Yuval Noah Harari : Je ne l’entends pas constamment, ça arrive de temps en temps. La situation à Gaza est vraiment terrible pour les personnes qui y vivent, mais en Israël, la plupart des gens mènent une vie très normale. Cela influence certainement ma pensée.
Je pense que je suis beaucoup moins naïf  sur certaines réflexions. Si j'habitais à San Francisco, en Californie, j'aurais facilement cette vision optimiste: « ah oui, la technologie est merveilleuse, elle fait toutes ces choses merveilleuses pour l'humanité ». 
Si vous vivez en Israël, vous réalisez que l'humanité a beaucoup de côtés sombres.

Euronews : Chaque année vous prenez une sorte de retraite pour méditer.
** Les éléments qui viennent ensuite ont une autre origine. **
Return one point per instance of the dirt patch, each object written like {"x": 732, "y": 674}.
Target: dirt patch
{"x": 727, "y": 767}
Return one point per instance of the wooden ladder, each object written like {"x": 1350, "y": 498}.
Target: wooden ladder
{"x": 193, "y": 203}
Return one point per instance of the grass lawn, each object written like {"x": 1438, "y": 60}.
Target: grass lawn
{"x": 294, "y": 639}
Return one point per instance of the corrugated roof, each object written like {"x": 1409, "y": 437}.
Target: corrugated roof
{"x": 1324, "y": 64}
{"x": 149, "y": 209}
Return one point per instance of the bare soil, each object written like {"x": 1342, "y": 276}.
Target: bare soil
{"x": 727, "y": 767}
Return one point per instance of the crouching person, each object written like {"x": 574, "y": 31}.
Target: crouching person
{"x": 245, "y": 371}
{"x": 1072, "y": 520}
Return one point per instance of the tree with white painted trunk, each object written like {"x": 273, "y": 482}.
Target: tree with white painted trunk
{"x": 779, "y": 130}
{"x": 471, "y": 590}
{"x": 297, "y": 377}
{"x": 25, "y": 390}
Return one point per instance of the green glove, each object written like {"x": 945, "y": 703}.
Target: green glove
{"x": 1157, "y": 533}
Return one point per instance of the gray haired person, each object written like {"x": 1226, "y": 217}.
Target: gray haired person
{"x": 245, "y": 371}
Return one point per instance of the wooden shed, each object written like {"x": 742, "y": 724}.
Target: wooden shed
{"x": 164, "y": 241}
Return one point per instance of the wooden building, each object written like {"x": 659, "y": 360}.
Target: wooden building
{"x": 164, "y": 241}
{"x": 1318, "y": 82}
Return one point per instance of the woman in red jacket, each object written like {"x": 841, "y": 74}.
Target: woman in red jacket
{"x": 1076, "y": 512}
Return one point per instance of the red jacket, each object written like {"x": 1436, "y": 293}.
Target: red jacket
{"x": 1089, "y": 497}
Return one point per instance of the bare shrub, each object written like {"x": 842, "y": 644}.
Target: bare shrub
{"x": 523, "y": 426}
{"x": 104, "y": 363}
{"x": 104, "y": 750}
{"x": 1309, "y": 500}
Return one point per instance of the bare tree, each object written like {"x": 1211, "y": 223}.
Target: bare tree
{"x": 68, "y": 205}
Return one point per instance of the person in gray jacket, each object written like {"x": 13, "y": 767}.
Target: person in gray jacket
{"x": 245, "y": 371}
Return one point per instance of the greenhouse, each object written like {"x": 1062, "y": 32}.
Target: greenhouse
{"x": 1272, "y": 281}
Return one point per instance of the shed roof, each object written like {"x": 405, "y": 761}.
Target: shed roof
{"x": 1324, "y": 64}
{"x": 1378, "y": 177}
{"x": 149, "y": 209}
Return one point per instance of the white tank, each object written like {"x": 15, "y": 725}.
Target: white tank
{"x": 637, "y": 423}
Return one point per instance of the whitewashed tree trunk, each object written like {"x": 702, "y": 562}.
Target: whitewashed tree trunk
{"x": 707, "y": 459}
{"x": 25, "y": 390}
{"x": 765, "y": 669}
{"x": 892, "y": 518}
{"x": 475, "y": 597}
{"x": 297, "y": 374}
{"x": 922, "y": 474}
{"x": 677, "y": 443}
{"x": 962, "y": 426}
Comment arrivez-vous à vivre votre vie quotidienne après ça ?
Yuval Noah Harari : Tout va si vite, les technologies, la politique ... Il est plus important que jamais de prendre du temps, de se déconnecter complètement pour se donner le temps de se connaître vraiment et de réfléchir profondément à ces questions. 
Nous n’avons presque plus de temps, et nous devons prendre les décisions les plus importantes de l’histoire de l’humanité au cours des prochaines années. Nous avons maintenant des pouvoirs divins de création et de destruction. 
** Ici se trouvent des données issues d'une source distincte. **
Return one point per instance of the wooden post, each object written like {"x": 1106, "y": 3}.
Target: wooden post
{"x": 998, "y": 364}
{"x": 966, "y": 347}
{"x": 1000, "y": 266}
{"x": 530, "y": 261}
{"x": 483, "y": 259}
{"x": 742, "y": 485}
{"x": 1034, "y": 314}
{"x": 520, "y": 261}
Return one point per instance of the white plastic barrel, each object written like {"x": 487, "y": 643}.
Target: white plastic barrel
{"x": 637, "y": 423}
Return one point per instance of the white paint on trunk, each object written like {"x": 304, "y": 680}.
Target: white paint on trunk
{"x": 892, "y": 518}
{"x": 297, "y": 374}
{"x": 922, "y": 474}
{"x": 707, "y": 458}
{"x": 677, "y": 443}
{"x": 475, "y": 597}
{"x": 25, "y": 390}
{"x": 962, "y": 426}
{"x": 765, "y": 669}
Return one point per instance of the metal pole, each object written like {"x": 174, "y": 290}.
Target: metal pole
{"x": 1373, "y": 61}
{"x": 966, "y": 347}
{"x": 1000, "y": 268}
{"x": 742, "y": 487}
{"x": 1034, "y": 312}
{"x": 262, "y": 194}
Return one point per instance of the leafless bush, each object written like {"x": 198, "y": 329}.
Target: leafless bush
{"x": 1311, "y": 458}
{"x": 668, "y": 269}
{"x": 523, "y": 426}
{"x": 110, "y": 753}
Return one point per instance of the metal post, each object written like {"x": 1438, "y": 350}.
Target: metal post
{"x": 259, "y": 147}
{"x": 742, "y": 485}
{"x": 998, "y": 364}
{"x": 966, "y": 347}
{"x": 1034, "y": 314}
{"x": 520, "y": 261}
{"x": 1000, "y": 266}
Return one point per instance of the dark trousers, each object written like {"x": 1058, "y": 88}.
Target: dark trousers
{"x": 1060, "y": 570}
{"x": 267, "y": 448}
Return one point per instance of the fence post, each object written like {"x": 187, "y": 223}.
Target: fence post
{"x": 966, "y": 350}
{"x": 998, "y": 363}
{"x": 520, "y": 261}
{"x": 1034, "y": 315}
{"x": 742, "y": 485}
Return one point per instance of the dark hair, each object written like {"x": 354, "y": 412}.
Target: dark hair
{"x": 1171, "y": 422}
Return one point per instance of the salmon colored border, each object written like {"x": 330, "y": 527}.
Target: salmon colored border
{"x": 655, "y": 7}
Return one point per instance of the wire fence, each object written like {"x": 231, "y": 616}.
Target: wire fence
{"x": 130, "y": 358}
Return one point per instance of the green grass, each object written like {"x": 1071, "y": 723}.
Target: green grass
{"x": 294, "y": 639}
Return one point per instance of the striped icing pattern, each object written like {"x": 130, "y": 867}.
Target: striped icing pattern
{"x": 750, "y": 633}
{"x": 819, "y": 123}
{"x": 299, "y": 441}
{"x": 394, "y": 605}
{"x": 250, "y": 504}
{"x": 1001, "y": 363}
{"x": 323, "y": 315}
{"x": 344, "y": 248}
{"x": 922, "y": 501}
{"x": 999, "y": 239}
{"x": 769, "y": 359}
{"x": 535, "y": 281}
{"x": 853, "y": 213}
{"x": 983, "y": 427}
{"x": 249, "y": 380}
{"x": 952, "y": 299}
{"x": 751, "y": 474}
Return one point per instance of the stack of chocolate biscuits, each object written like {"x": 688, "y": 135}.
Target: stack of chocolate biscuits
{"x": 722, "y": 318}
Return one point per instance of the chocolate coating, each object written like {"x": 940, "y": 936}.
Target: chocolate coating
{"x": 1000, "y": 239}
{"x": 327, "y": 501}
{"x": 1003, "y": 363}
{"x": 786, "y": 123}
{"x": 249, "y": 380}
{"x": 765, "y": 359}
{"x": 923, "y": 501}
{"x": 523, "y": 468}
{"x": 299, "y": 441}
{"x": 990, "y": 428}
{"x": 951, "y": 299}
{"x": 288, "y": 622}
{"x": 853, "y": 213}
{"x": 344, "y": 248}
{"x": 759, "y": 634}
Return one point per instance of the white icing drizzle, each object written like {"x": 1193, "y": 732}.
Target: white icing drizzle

Et ce sont les humains, pas les dieux, qui doivent décider quoi faire avec cela. Une de mes préoccupations lorsque je rencontre des personnalités importantes – comme le patron de Facebook, Mark Zuckerberg et le chancelier autrichien Sebastian Kurz -  est que ces dirigeants n'ont pas le temps.
Ils n’ont pas le temps de s’asseoir et de se détendre, de réfléchir aux choses en profondeur. Parce qu'ils se dépêchent tout le temps pour résoudre telle ou telle crise.